Introduction to Basaran
Overview
Basaran is an open-source alternative to the widely used OpenAI text completion API. You may ask, "Why would I need an alternative?" Well, Basaran is built to offer flexibility and compatibility with Hugging Face Transformers, a popular community-driven method for machine learning models, especially those dealing with generating text. With Basaran, users can replace OpenAI’s service seamlessly, using the latest open-source models without altering their existing codebase.
Key Features
Basaran comes packed with several features that make it a robust tool for developers focusing on text generation:
- Streaming Generation: Basaran supports a variety of decoding strategies to stream text, making it a powerful option for real-time applications.
- Model Support: It is compatible with both decoder-only and encoder-decoder models, widening its range of potential use cases.
- Efficient Detokenizer: Handles text complexities like surrogates and spaces efficiently, ensuring smooth text handling.
- Hardware Utilization: Supports multi-GPU usage and offers optional model quantization for improved performance.
- Real-time Updates: Implements real-time partial progress updates using server-sent events, giving users immediate feedback.
- OpenAI Compatibility: Its API and client libraries are designed to mimic the OpenAI API’s look and feel, assisting developers in easy integration.
- Interactive Playground: Offers a web-based interactive playground for testing and experimentation.
Getting Started
Quick Setup
To quickly get started with Basaran, replace user/repo
with your selected text generation model from Hugging Face and X.Y.Z
with the latest version, then execute a simple Docker command.

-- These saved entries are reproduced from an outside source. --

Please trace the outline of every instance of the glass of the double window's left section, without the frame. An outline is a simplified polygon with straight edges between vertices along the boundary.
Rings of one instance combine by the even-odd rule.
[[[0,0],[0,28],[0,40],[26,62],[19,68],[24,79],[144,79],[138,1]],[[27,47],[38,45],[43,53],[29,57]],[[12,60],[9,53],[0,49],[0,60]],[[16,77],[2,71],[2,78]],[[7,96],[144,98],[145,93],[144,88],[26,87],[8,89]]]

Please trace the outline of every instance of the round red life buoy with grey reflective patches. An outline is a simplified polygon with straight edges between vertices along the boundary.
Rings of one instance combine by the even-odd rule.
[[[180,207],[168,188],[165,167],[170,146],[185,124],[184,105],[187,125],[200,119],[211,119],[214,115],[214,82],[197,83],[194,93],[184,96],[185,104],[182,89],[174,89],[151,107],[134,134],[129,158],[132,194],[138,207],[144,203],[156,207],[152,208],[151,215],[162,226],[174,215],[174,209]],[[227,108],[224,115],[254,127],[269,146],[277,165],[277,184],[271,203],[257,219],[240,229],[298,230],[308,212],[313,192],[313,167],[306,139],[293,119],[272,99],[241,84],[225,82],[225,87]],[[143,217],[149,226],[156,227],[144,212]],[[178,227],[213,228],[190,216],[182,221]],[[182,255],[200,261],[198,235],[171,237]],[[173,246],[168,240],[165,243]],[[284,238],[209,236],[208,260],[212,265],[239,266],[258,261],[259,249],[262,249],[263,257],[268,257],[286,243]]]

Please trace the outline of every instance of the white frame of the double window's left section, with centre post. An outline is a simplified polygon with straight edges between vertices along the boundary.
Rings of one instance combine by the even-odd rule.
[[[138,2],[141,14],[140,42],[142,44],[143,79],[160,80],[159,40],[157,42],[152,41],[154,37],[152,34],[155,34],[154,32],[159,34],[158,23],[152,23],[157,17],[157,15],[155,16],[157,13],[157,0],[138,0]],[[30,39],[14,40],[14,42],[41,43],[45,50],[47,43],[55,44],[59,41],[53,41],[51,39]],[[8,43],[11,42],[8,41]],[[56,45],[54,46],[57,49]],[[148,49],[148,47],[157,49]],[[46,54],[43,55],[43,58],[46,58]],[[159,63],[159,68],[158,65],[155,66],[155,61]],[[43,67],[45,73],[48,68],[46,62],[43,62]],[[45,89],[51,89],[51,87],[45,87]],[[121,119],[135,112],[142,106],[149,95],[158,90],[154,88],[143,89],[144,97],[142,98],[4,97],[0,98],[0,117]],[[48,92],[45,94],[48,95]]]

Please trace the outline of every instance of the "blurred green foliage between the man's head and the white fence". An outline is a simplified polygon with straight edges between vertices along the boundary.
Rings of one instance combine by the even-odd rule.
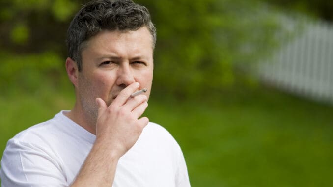
[[[156,23],[154,86],[164,92],[228,89],[238,79],[238,64],[253,63],[278,44],[278,14],[255,1],[138,2]]]

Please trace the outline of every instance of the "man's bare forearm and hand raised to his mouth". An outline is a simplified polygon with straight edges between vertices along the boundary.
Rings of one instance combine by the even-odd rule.
[[[96,141],[71,187],[112,185],[119,158],[135,144],[149,122],[147,117],[138,119],[148,106],[147,97],[130,98],[138,88],[137,82],[127,86],[109,107],[101,98],[96,99]]]

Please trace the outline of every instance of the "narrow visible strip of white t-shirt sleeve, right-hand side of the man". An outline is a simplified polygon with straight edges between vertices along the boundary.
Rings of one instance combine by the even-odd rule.
[[[176,187],[191,187],[185,158],[180,147],[178,151],[178,168],[175,179],[176,179],[176,185],[175,185]]]

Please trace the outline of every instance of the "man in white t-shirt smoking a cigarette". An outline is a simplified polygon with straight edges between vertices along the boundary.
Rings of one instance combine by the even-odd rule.
[[[75,106],[8,141],[2,187],[189,187],[179,145],[140,118],[148,106],[155,42],[145,7],[131,0],[83,6],[67,36]]]

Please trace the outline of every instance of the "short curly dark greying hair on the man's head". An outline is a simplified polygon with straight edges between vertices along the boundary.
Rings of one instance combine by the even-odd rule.
[[[132,0],[92,0],[83,5],[67,30],[68,55],[82,70],[82,51],[86,42],[102,30],[134,31],[147,27],[156,45],[156,28],[146,7]]]

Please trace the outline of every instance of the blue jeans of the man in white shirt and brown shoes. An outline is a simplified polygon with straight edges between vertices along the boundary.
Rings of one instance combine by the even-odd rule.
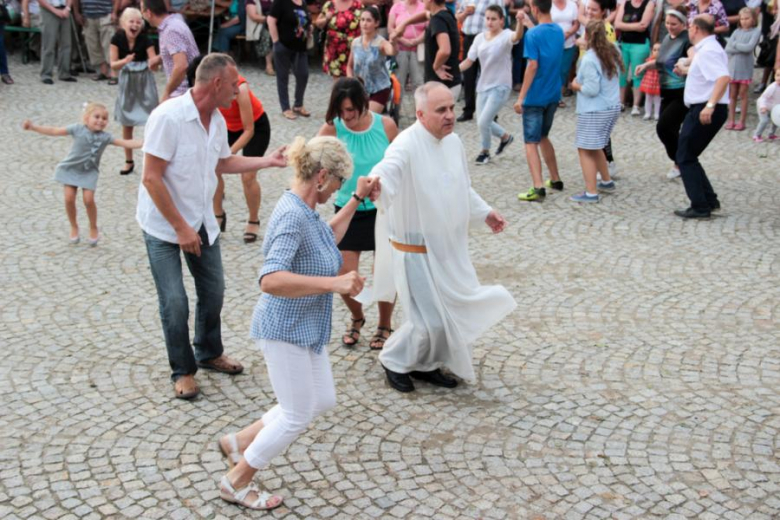
[[[194,374],[198,371],[197,363],[217,358],[223,351],[220,314],[225,295],[225,278],[222,273],[219,238],[209,246],[206,228],[201,227],[198,234],[202,240],[200,256],[184,253],[198,295],[193,354],[187,325],[190,316],[189,302],[184,290],[179,244],[165,242],[144,233],[149,266],[157,287],[168,362],[173,371],[171,378],[174,381],[183,375]]]

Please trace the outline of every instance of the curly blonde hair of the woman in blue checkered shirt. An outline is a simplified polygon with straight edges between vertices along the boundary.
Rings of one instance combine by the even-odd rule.
[[[344,179],[352,177],[352,157],[344,143],[332,136],[314,137],[308,142],[298,136],[285,155],[295,178],[301,182],[311,181],[321,169]]]

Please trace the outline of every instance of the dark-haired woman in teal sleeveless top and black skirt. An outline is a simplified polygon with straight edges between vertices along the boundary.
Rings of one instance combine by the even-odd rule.
[[[318,135],[330,135],[343,142],[355,165],[354,174],[336,194],[336,212],[352,197],[356,197],[357,180],[371,172],[382,160],[385,150],[398,135],[393,120],[369,110],[369,98],[365,88],[355,78],[341,78],[333,84],[333,91],[325,115],[326,123]],[[345,273],[357,271],[362,251],[374,251],[374,227],[377,209],[368,199],[360,205],[349,224],[339,249],[344,259],[341,270]],[[360,330],[365,325],[363,306],[349,295],[342,295],[344,303],[352,313],[352,323],[341,338],[345,346],[357,345]],[[392,302],[379,302],[379,324],[369,343],[370,348],[380,350],[392,332]]]

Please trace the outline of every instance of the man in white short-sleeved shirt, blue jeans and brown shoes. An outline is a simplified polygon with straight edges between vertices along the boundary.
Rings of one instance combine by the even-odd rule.
[[[212,205],[216,173],[286,164],[281,149],[267,157],[231,155],[225,120],[217,108],[228,108],[237,94],[238,70],[233,59],[209,54],[198,67],[195,86],[160,105],[146,124],[136,219],[146,241],[174,392],[180,399],[199,393],[194,378],[198,367],[228,374],[243,370],[223,354],[222,347],[225,281]],[[198,295],[194,354],[180,251]]]

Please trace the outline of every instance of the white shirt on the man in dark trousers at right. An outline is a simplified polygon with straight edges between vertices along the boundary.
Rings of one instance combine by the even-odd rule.
[[[714,35],[704,38],[694,45],[694,49],[696,53],[693,55],[688,77],[685,80],[683,100],[687,107],[708,102],[715,88],[715,82],[729,75],[728,55]],[[718,104],[728,104],[728,102],[729,89],[726,87],[726,92]]]

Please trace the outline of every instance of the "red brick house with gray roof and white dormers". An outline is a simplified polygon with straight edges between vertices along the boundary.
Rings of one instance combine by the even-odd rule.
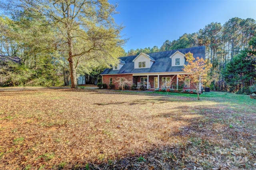
[[[205,46],[120,57],[119,64],[101,73],[102,82],[114,84],[115,89],[118,89],[115,80],[120,78],[130,80],[137,87],[145,85],[148,89],[178,88],[180,84],[183,89],[192,89],[190,79],[178,78],[178,75],[187,74],[182,68],[188,63],[185,58],[188,52],[193,53],[194,58],[205,59]]]

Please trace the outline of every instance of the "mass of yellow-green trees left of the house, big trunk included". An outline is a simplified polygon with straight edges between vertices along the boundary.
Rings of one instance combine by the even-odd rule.
[[[21,59],[18,65],[0,61],[9,85],[66,86],[71,80],[77,88],[79,74],[110,67],[124,53],[123,26],[107,0],[0,2],[6,12],[0,16],[0,55]]]

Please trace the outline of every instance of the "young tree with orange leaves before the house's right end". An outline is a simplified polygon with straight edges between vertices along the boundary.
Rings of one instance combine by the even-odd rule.
[[[194,84],[194,88],[197,91],[197,100],[199,99],[199,93],[201,91],[202,83],[207,81],[207,73],[212,67],[212,64],[207,64],[207,60],[203,58],[193,57],[192,53],[187,53],[185,55],[186,60],[188,61],[187,65],[184,65],[183,70],[188,73],[188,78],[190,82]]]

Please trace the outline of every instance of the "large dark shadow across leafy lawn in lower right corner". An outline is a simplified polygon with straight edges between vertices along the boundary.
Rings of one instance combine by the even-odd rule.
[[[198,108],[200,108],[199,106]],[[178,107],[176,107],[178,108]],[[255,136],[246,127],[237,125],[228,127],[230,115],[222,109],[210,109],[197,113],[202,117],[186,119],[182,116],[191,113],[162,113],[157,117],[173,117],[174,121],[187,121],[188,125],[177,128],[178,131],[164,135],[164,138],[179,139],[178,143],[166,145],[148,144],[145,153],[126,154],[115,160],[101,162],[80,162],[69,167],[73,170],[171,170],[171,169],[254,169],[256,168]],[[175,117],[176,116],[176,117]],[[226,120],[218,122],[222,118]],[[229,117],[229,118],[228,118]],[[238,120],[243,117],[234,117]],[[229,120],[228,120],[229,119]],[[246,120],[244,120],[246,121]],[[245,141],[244,141],[245,140]],[[246,142],[247,141],[247,142]],[[118,156],[117,156],[118,157]]]

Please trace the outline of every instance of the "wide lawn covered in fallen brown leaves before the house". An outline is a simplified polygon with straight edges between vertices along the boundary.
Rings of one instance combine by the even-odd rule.
[[[0,169],[254,169],[256,100],[114,90],[0,92]]]

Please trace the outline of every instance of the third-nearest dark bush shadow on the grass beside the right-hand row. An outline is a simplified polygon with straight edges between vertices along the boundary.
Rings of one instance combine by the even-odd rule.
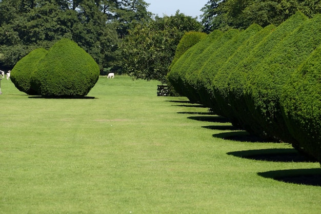
[[[223,126],[224,127],[224,126]],[[214,128],[220,128],[220,127],[214,127]],[[225,129],[225,130],[240,130],[237,129],[234,126],[231,126],[230,128],[234,128],[234,129]],[[221,129],[223,130],[223,129]],[[253,134],[249,134],[247,131],[231,131],[231,132],[224,132],[224,133],[218,133],[218,134],[213,134],[214,138],[222,138],[224,140],[232,140],[232,141],[239,141],[239,142],[252,142],[252,143],[256,143],[256,142],[262,142],[262,143],[266,143],[266,142],[271,142],[269,140],[260,138],[256,135]]]

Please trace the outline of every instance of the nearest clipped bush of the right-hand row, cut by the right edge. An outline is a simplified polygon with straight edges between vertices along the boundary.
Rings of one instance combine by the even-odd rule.
[[[298,149],[321,163],[321,45],[283,89],[282,112]]]

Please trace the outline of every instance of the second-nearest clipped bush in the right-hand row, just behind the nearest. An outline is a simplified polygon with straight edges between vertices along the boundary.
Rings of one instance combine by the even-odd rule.
[[[276,139],[296,143],[280,111],[280,93],[291,73],[321,43],[320,34],[321,16],[305,21],[278,43],[249,76],[245,94],[249,112],[254,116],[252,124],[262,126]]]

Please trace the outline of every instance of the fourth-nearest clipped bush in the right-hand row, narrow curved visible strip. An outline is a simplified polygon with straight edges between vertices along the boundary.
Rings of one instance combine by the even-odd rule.
[[[261,29],[257,25],[253,26],[254,30],[256,28]],[[228,61],[218,70],[217,74],[213,79],[213,91],[216,100],[216,105],[220,113],[229,118],[230,121],[235,126],[240,126],[237,120],[237,116],[234,115],[232,110],[232,106],[229,101],[229,93],[231,83],[229,83],[229,76],[231,75],[232,71],[234,71],[238,64],[242,62],[249,53],[267,37],[275,27],[273,25],[269,25],[264,29],[257,32],[255,35],[249,38],[244,44],[238,47],[237,51],[228,59]]]

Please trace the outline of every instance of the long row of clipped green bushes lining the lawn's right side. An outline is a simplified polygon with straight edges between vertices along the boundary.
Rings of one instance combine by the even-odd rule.
[[[321,162],[321,15],[278,27],[214,31],[172,66],[169,82],[233,125]]]

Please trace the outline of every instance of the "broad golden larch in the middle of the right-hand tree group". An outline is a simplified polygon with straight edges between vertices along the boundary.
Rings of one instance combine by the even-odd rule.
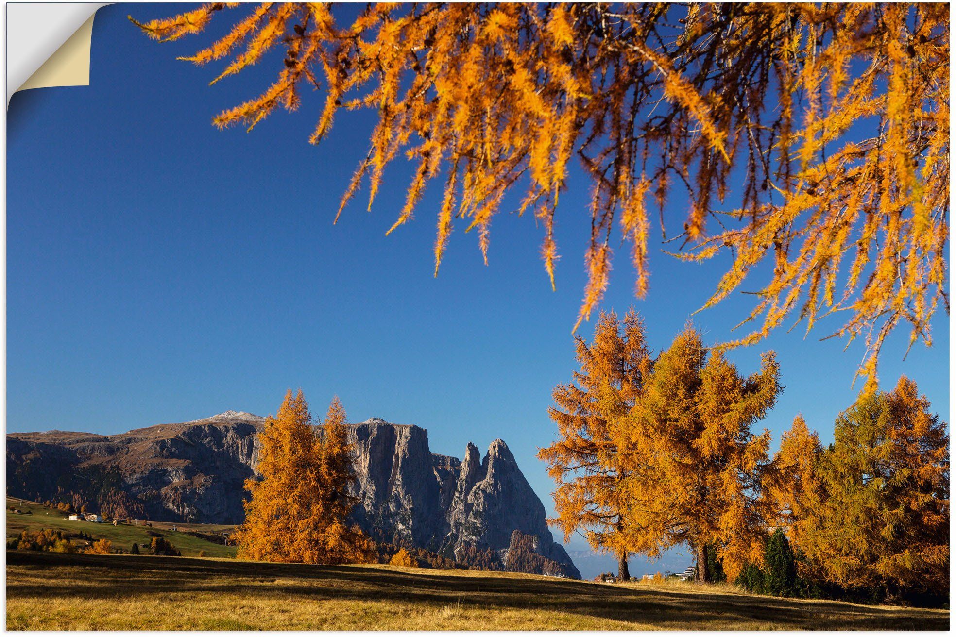
[[[684,544],[697,556],[697,578],[710,581],[720,560],[728,579],[763,560],[760,481],[769,464],[770,432],[751,427],[780,393],[772,352],[760,372],[741,376],[719,351],[709,351],[688,325],[664,350],[641,404],[622,431],[627,476],[620,501],[626,541],[649,556]],[[716,556],[710,556],[710,551]]]

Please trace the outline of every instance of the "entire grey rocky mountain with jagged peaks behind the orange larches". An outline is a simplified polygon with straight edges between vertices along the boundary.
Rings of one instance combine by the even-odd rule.
[[[12,497],[71,501],[117,517],[239,523],[265,419],[226,412],[126,434],[48,431],[7,436]],[[376,540],[459,562],[580,577],[554,542],[544,506],[504,440],[488,454],[432,454],[415,425],[371,418],[350,427],[355,521]]]

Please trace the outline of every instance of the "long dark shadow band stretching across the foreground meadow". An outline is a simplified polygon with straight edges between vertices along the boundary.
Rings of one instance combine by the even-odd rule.
[[[416,604],[534,608],[659,627],[693,624],[763,623],[788,628],[945,629],[949,614],[919,608],[876,607],[838,602],[783,600],[706,591],[640,590],[536,577],[508,577],[478,571],[402,572],[375,565],[213,561],[146,556],[63,555],[8,551],[7,595],[81,596],[114,599],[161,592],[230,592],[249,595],[299,595]],[[67,567],[70,579],[86,584],[24,584],[10,568],[42,575]],[[225,581],[224,581],[225,580]]]

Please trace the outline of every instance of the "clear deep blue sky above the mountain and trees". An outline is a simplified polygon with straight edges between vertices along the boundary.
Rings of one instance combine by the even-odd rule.
[[[297,113],[276,113],[250,135],[218,131],[211,117],[257,95],[281,53],[209,87],[219,66],[175,60],[208,36],[160,45],[126,20],[179,9],[98,11],[91,85],[12,98],[9,430],[112,434],[230,409],[269,414],[287,388],[301,387],[315,414],[338,394],[352,420],[424,427],[437,453],[461,457],[469,440],[484,450],[504,438],[552,509],[553,484],[534,454],[554,438],[552,388],[576,369],[587,181],[573,176],[561,197],[556,292],[531,217],[494,220],[487,267],[477,238],[456,228],[432,278],[437,188],[415,222],[384,237],[404,201],[405,166],[386,173],[372,213],[360,192],[332,224],[371,117],[340,115],[331,137],[311,146],[320,99],[306,92]],[[223,17],[210,34],[228,26]],[[687,205],[674,196],[665,214],[681,223]],[[619,249],[603,308],[634,303],[660,350],[728,261],[653,254],[651,265],[650,294],[638,302]],[[706,340],[728,339],[752,298],[698,314]],[[800,328],[780,331],[730,352],[745,373],[761,351],[778,352],[786,390],[764,423],[774,447],[798,412],[831,440],[836,414],[853,402],[862,344],[843,351],[817,340],[836,327],[825,321],[806,339]],[[946,418],[945,313],[933,335],[932,349],[918,345],[902,361],[908,334],[898,330],[880,379],[890,387],[906,373]]]

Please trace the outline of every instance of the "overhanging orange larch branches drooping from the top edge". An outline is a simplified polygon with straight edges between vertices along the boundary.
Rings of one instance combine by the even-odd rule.
[[[251,129],[315,89],[318,143],[340,111],[375,109],[338,212],[363,180],[371,208],[404,155],[413,175],[388,232],[441,180],[436,273],[455,224],[477,233],[487,263],[494,215],[529,211],[554,287],[555,213],[577,159],[593,185],[578,323],[619,241],[644,296],[656,232],[687,260],[729,254],[704,307],[766,275],[747,286],[756,304],[742,325],[758,327],[725,345],[794,313],[809,331],[844,310],[833,335],[865,337],[867,391],[892,329],[909,324],[911,345],[929,345],[931,317],[948,311],[945,4],[382,3],[340,23],[324,3],[212,3],[133,21],[169,41],[227,10],[228,34],[182,59],[226,60],[216,82],[284,56],[264,93],[214,124]],[[512,190],[523,192],[513,208]],[[664,219],[668,198],[686,211],[677,219]]]

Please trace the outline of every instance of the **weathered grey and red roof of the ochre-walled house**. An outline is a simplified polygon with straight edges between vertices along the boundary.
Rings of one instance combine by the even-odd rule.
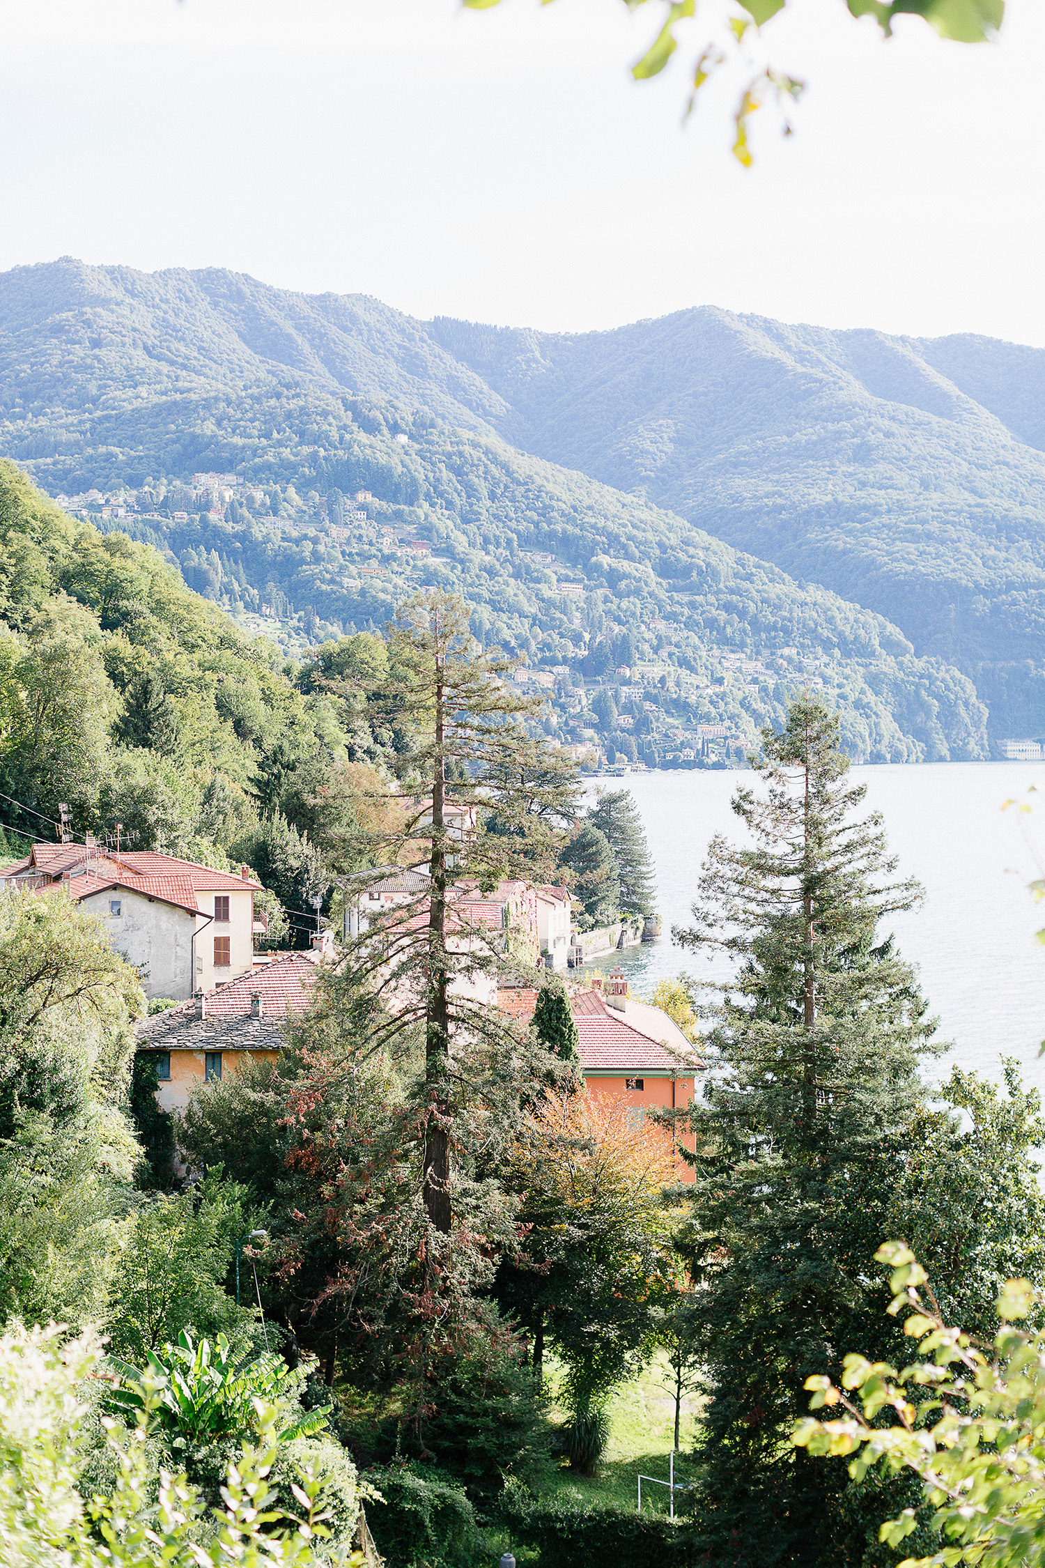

This sets up both the API and an interactive playground for Basaran locally.
Installation Options
Basaran can be deployed using Docker, recommended for its simplicity and efficiency. Alternatively, it is possible to install Basaran using Python's package manager, pip, suitable for users who may prefer Python environments or wish to run it directly from the source for customization.
- With Docker: Besides quick setup, Docker supports GPU acceleration with the installation of NVIDIA’s driver and runtime, which are essential for large-scale model training.
- With pip: Install Basaran with pip and optionally install dependencies for GPU acceleration. This method allows the use of Python environments.
- From Source: Clone the repository from GitHub for access to the latest features or for development purposes.
Using Basaran
Users can interact with Basaran’s API in a manner consistent with the OpenAI API, making it easy for those familiar with OpenAI to transition. Input and response formats, like a typical text completion request using curl, are straightforward.
Developers can also use Basaran as a Python library, integrating it directly into Python applications by installing it via pip and utilizing the model loading functionalities.
Compatibility and Roadmap
The API maintains full consistency with OpenAI, with minor differences in parameter support. Basaran can handle only one model per process, ensuring the API always outputs using the same model.
Future endeavors include expanding chat functionalities and refining model architectures, decoding strategies, and other features to improve model interactions.
Contribution and Community
Basaran is an open-source project, inviting contributions from the community to develop and enhance its capabilities. Ideas, questions, or issues can be discussed via the project's issue tracker on GitHub. An MIT License covers its usage, allowing flexibility for both personal and commercial usage.
As the project continues to grow, its robust feature set and open-source nature position Basaran as an invaluable tool for developers seeking an alternative to proprietary text completion APIs.